The owners of other restaurateurs and breweries, such as Birroteca, La Cuchara and Union Craft Brewing Co., took notice of the area’s potential and opened nearby.

“Your first little gut reaction is, ‘Hey, this is our little corner of the city,’” Gjerde said. “In the time since Woodberry [Kitchen] opened, it made a lot more sense to folks looking at it to open something there.”

Business owners say they support development, but they want to see the city improve infrastructure to support new people and projects.

“I’m in favor of density,” Ray said. “But the developments need to be market-rate and handled in a smart way. I don’t see anyone addressing infrastructure, like Clipper Mill traffic.”

The city planning department in January overhauled guidelines for community groups that want to create master plans.

“We want people to dream, but we want people to have that dream kind of like grounded in some reality,” said K. Reni Lawal, a city planner. ”A lot of it also depends on if there’s a champion, a cheerleader or a staff organization who can kind of push these plans forward.”

Master plans are not enforceable unless their provisions are adopted by the city, but plans forged by community groups can inform city policy and codes.

A long-term plan for the Jones Falls Valley would set parameters for stakeholders’ desires and help communities work toward sustainable developments. But the process can take years, leaving the possibility of clashes between neighbors and developers in the meantime.

Even Yorke-Hart’s comparatively small projects drew protests from a vocal minority.

He called creating a master plan “a very complex problem with a lot of stakeholders.”

“Getting people to agree on a long-term plan is difficult,” he said. “But planning not just for development but for infrastructure is critical. A master plan takes the guessing out of the game. A good one reflects demand and it needs to reflect economic reality.

“A master plan is also the place to object. When a project is zoned and underway, it’s too late.”
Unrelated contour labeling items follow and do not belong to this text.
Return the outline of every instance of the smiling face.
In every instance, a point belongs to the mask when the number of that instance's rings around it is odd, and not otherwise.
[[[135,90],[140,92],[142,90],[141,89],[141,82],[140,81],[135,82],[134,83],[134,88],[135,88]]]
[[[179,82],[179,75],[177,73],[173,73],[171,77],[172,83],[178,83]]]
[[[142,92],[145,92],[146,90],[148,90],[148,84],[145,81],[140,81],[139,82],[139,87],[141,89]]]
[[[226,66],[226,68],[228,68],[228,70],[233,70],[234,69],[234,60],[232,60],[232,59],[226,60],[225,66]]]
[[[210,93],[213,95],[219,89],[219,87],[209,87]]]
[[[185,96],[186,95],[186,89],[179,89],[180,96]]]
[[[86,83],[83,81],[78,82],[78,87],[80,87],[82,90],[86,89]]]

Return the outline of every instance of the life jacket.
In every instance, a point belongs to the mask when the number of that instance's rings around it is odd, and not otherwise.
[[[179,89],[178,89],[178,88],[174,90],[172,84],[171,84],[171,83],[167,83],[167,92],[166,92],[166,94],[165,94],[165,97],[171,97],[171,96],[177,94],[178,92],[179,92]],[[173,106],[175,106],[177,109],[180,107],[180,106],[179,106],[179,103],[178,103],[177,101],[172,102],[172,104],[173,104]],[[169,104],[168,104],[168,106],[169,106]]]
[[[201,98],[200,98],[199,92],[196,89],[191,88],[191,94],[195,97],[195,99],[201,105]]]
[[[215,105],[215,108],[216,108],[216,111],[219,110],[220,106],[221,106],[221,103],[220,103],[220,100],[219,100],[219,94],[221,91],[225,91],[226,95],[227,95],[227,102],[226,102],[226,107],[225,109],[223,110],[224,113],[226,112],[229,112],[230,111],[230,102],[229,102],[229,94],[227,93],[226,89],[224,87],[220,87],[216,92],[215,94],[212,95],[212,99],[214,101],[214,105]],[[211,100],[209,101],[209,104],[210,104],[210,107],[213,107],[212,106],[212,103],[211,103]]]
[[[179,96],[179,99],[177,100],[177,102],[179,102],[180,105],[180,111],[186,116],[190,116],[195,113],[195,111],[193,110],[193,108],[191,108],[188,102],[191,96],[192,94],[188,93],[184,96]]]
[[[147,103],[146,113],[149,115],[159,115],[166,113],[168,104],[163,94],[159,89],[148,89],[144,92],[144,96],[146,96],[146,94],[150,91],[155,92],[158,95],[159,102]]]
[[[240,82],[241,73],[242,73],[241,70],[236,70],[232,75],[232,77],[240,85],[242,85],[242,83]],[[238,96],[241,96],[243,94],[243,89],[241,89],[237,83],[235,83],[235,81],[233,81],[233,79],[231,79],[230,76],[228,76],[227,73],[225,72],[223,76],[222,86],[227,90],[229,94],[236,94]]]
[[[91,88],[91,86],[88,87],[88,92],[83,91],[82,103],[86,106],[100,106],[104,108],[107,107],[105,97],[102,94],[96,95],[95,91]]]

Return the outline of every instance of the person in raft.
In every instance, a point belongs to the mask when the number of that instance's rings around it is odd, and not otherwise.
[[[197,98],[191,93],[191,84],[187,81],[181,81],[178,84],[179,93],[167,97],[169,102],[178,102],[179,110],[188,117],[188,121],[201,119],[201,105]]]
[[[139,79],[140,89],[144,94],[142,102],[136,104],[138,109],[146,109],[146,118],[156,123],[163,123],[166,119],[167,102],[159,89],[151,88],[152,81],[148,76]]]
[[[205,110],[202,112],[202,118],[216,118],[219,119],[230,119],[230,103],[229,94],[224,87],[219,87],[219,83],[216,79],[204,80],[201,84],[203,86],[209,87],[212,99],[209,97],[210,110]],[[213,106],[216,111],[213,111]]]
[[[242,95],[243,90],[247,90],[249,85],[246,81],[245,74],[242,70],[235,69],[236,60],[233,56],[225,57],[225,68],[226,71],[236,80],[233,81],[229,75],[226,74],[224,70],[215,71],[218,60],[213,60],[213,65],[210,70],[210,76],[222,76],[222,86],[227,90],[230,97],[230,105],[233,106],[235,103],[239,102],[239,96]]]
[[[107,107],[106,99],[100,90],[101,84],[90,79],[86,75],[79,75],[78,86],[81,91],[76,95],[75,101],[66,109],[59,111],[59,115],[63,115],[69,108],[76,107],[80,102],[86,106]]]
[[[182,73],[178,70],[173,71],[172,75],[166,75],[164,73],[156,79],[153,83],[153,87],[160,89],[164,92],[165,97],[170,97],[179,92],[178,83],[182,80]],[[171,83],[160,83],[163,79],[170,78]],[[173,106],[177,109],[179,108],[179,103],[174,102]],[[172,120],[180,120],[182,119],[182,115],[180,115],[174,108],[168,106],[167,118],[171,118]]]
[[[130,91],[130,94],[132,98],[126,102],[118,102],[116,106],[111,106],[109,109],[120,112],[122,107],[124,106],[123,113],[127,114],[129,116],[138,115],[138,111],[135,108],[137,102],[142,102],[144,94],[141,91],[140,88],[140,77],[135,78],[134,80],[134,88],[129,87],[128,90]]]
The lack of a master plan doesn’t prevent communities from negotiating with developers. As Washington Place Equities refashioned The Fox Building, some residents voiced concerns about parking and maintaining the area’s historic and artistic nature.

The developer made sure there was on-site parking, added 20 ground-floor studios for artists and is abiding by strict historic requirements.

“We didn’t walk into this thinking artist studios were something we wanted to do,” said Dominic Wiker, vice president and development director for Washington Place Equities. “We were striving to work with the folks in the community. We had a healthy give and take. It was one of the things they wanted.”

All but one of The Fox Building’s first 26 apartments completed this month are leased.

Although more will likely be completed before a master plan for the valley can be finalized, advocates say it’s not too late to lay out a vision for the region’s future.

“At the end of the day we build because there is demand for it, and that’s a good thing,” Yorke-Hart said. “The better you can plan from the top down, the better it is for a long-term solution.”